Allerdings kann anderweitig ein Verstoß durch Parkplätze gegen das Rücksichtnahmegebot bestehen. Möglich wäre ein Verstoß durch die Errichtung der Stellplätze und einer daraus resultierenden belastenden Verkehrslage. So können Lärmimmissionen ein Faktor sein, aber auch Gerüche. Dass dies allerdings Ausmaße erreicht, die zu einem Verstoß führen, ist eher unwahrscheinlich. Hierfür müssten die Immissionen derartig belastend sein, dass sie ein Normalmaß überschreiten.
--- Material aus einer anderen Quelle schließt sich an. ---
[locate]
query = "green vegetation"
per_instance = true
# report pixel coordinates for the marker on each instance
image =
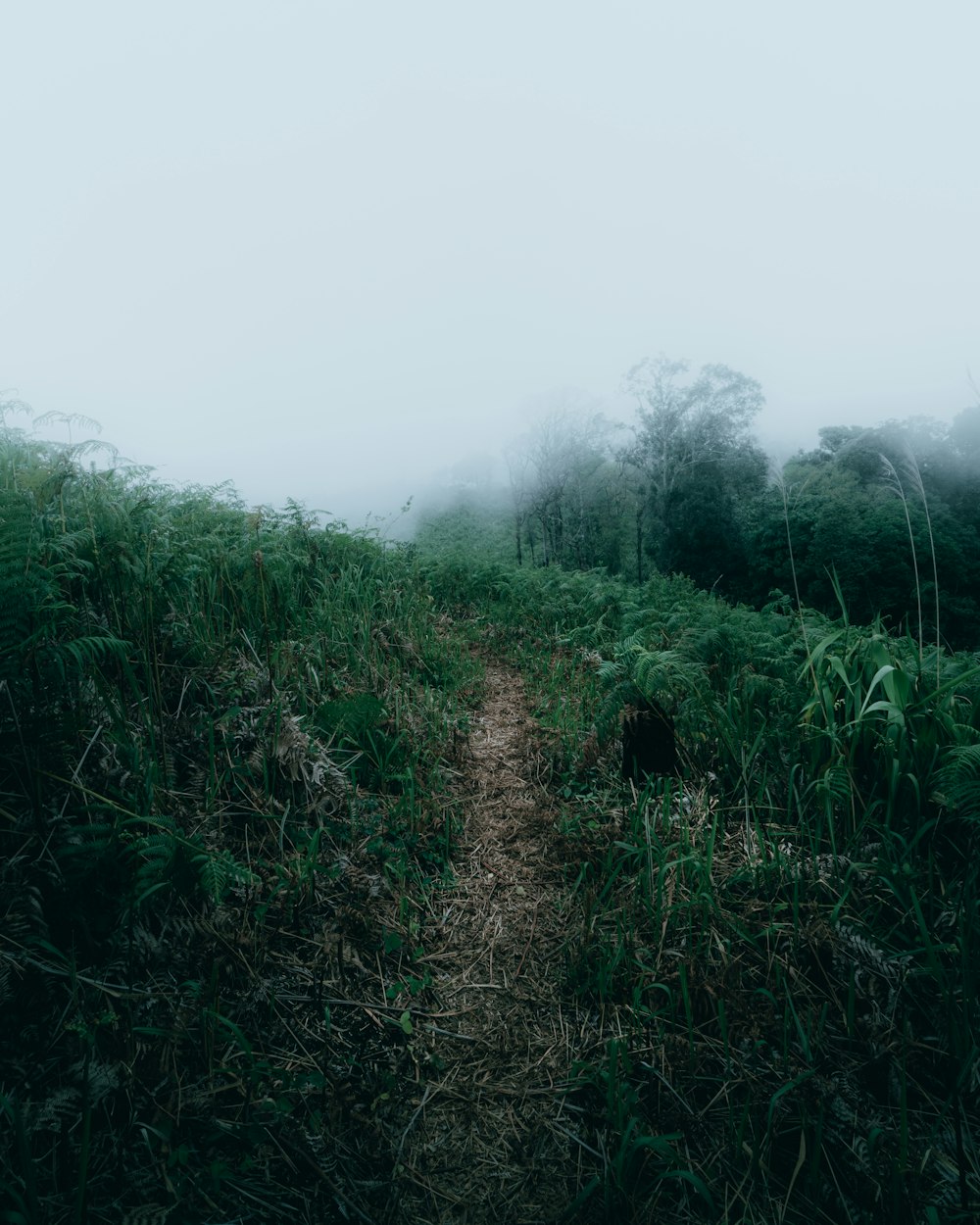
(228, 741)
(885, 520)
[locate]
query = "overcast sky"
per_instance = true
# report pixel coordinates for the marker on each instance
(323, 249)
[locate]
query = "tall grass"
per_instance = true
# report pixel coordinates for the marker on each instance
(779, 949)
(221, 735)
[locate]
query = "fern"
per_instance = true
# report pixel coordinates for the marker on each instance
(958, 780)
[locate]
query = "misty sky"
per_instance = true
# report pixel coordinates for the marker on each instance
(323, 249)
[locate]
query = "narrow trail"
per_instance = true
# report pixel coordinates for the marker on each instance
(486, 1141)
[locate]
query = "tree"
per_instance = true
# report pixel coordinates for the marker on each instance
(557, 486)
(700, 464)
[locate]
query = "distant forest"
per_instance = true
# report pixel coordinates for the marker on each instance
(882, 520)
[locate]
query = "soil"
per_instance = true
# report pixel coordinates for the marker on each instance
(489, 1136)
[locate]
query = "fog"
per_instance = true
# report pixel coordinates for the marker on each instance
(324, 249)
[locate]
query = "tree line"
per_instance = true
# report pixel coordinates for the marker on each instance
(882, 520)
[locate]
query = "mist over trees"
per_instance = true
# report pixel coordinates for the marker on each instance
(878, 520)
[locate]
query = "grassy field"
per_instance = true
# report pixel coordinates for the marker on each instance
(236, 783)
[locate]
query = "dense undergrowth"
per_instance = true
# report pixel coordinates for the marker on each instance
(220, 741)
(780, 946)
(224, 739)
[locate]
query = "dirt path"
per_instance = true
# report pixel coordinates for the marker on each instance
(488, 1141)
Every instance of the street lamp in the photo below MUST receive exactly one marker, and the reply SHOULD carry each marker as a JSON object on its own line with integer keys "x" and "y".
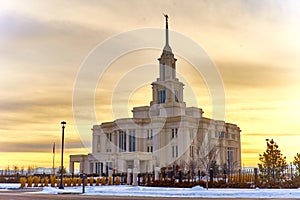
{"x": 63, "y": 123}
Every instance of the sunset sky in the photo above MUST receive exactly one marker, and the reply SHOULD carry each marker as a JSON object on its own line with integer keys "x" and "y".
{"x": 43, "y": 45}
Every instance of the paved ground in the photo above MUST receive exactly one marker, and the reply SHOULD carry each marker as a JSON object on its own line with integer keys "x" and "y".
{"x": 21, "y": 195}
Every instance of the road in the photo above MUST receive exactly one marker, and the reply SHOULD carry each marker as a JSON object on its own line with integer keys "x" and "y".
{"x": 21, "y": 195}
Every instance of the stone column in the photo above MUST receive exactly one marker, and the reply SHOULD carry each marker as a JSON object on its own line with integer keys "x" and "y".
{"x": 109, "y": 172}
{"x": 135, "y": 172}
{"x": 71, "y": 168}
{"x": 129, "y": 171}
{"x": 157, "y": 170}
{"x": 136, "y": 164}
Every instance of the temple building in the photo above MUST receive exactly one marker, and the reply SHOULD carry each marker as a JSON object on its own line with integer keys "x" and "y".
{"x": 164, "y": 134}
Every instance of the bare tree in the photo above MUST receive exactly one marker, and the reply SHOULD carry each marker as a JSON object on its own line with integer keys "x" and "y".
{"x": 206, "y": 153}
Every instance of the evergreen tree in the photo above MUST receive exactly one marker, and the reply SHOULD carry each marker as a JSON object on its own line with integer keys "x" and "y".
{"x": 273, "y": 163}
{"x": 296, "y": 162}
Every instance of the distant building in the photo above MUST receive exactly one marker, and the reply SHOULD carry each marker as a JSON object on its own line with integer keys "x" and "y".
{"x": 164, "y": 134}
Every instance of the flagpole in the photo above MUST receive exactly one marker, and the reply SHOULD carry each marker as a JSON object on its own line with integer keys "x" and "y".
{"x": 53, "y": 152}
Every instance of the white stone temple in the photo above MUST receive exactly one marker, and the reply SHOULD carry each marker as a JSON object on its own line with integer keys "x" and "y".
{"x": 164, "y": 134}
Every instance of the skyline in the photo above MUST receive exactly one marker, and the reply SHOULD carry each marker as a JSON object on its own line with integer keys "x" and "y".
{"x": 255, "y": 46}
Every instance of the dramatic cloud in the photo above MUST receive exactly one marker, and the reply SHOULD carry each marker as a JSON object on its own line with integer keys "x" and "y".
{"x": 255, "y": 45}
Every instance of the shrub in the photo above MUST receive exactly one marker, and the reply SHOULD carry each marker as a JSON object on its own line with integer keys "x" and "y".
{"x": 103, "y": 181}
{"x": 74, "y": 181}
{"x": 98, "y": 181}
{"x": 36, "y": 181}
{"x": 46, "y": 181}
{"x": 68, "y": 181}
{"x": 52, "y": 181}
{"x": 110, "y": 180}
{"x": 23, "y": 182}
{"x": 79, "y": 182}
{"x": 85, "y": 182}
{"x": 91, "y": 181}
{"x": 42, "y": 182}
{"x": 118, "y": 181}
{"x": 29, "y": 181}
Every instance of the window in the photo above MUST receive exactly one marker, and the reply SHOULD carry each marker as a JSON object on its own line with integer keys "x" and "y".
{"x": 174, "y": 133}
{"x": 150, "y": 134}
{"x": 176, "y": 95}
{"x": 192, "y": 151}
{"x": 131, "y": 140}
{"x": 233, "y": 136}
{"x": 221, "y": 134}
{"x": 108, "y": 167}
{"x": 149, "y": 148}
{"x": 109, "y": 136}
{"x": 175, "y": 151}
{"x": 99, "y": 168}
{"x": 91, "y": 168}
{"x": 122, "y": 141}
{"x": 162, "y": 96}
{"x": 230, "y": 158}
{"x": 163, "y": 72}
{"x": 173, "y": 71}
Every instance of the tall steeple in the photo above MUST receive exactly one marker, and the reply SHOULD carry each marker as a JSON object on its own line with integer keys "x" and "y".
{"x": 167, "y": 91}
{"x": 167, "y": 46}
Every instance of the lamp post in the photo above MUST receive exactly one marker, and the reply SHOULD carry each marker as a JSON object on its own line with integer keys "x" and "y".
{"x": 63, "y": 123}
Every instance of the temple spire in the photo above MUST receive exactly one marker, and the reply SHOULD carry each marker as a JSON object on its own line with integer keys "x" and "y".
{"x": 167, "y": 47}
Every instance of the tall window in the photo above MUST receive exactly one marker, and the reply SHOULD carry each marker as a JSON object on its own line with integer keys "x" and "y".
{"x": 149, "y": 148}
{"x": 230, "y": 158}
{"x": 131, "y": 140}
{"x": 173, "y": 71}
{"x": 108, "y": 167}
{"x": 109, "y": 136}
{"x": 191, "y": 151}
{"x": 149, "y": 134}
{"x": 175, "y": 151}
{"x": 163, "y": 72}
{"x": 176, "y": 95}
{"x": 162, "y": 96}
{"x": 122, "y": 141}
{"x": 174, "y": 133}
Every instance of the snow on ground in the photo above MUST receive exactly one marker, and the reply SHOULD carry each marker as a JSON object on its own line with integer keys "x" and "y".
{"x": 169, "y": 192}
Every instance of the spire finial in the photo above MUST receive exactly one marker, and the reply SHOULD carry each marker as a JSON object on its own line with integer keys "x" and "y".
{"x": 167, "y": 47}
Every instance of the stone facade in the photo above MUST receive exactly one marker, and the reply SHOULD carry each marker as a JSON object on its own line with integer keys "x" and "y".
{"x": 164, "y": 134}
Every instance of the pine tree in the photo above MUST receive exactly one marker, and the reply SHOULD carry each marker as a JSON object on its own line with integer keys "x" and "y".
{"x": 296, "y": 162}
{"x": 273, "y": 163}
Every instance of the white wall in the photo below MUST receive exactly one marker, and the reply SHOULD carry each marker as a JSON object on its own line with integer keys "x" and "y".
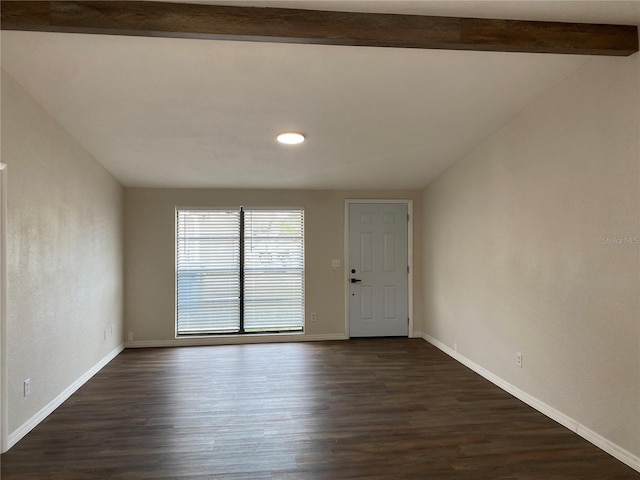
{"x": 150, "y": 255}
{"x": 64, "y": 259}
{"x": 531, "y": 245}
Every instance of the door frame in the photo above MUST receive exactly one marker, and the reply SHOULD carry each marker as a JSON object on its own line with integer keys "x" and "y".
{"x": 4, "y": 367}
{"x": 347, "y": 205}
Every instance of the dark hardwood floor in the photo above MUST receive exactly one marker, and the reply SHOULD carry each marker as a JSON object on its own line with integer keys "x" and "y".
{"x": 375, "y": 409}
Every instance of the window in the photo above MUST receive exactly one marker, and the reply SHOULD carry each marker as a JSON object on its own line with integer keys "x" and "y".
{"x": 239, "y": 271}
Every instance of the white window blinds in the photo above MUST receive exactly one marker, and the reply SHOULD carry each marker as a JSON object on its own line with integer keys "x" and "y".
{"x": 208, "y": 271}
{"x": 239, "y": 271}
{"x": 273, "y": 270}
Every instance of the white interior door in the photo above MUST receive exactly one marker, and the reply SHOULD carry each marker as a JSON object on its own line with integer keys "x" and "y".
{"x": 378, "y": 266}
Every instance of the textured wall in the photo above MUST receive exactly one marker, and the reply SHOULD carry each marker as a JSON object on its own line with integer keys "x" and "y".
{"x": 531, "y": 245}
{"x": 150, "y": 252}
{"x": 64, "y": 256}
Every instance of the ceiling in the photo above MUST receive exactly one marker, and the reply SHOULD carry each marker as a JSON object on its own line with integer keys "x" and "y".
{"x": 160, "y": 112}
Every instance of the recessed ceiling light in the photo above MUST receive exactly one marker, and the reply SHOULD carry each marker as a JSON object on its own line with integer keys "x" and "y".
{"x": 290, "y": 138}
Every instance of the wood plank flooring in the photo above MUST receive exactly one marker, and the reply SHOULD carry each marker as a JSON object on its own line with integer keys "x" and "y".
{"x": 369, "y": 408}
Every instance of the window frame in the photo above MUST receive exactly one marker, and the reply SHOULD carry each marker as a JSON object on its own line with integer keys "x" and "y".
{"x": 292, "y": 329}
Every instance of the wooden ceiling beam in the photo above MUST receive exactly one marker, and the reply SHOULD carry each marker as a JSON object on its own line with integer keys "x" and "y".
{"x": 181, "y": 20}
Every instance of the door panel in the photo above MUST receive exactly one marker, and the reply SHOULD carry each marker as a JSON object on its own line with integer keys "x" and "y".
{"x": 378, "y": 246}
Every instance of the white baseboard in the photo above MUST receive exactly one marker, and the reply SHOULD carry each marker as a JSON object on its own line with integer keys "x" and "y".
{"x": 595, "y": 438}
{"x": 30, "y": 424}
{"x": 233, "y": 340}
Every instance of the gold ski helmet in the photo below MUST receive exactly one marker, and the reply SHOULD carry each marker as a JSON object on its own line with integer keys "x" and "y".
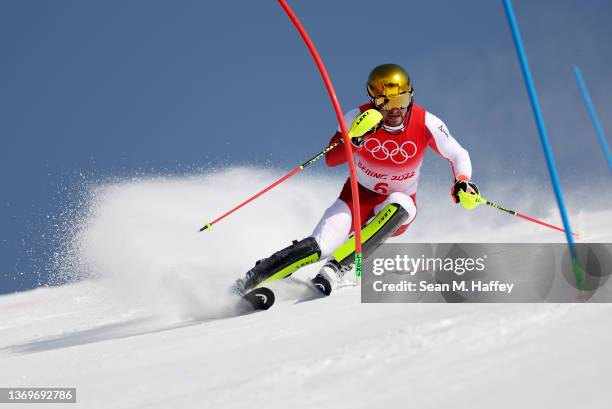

In der Abwägung sind hierbei alle Umstände, die aufkommen könnten, zu berücksichtigen; darunter fallen alle üblichen Situationen, die mit einem Autogebrauch einhergehen, wie Türgeräusche, Einparkgeräusche und derartiges. Ebenso muss auf die Lage der Stellplätze geachtet werden.
Grundsätzlich herrscht allerdings eine Vermutung zugunsten der Nachbarverträglichkeit von Parkplätzen für ein Wohnbauvorhaben und den damit einhergehenden Immissionen. Nur ausnahmsweise müsse bei Anwohnerverkehr geprüft werden, ob eine sozialadäquate Lärmbelästigung überschritten wurde (vgl. VG Regensburg RO 7 S 22.1428 und BayVGH, B.v. 20.3.2018 - 15 CS 17.2528). Andernfalls wäre mit einer beträchtlichen Einschränkung von Parkplätzen in Wohngebieten zu rechnen.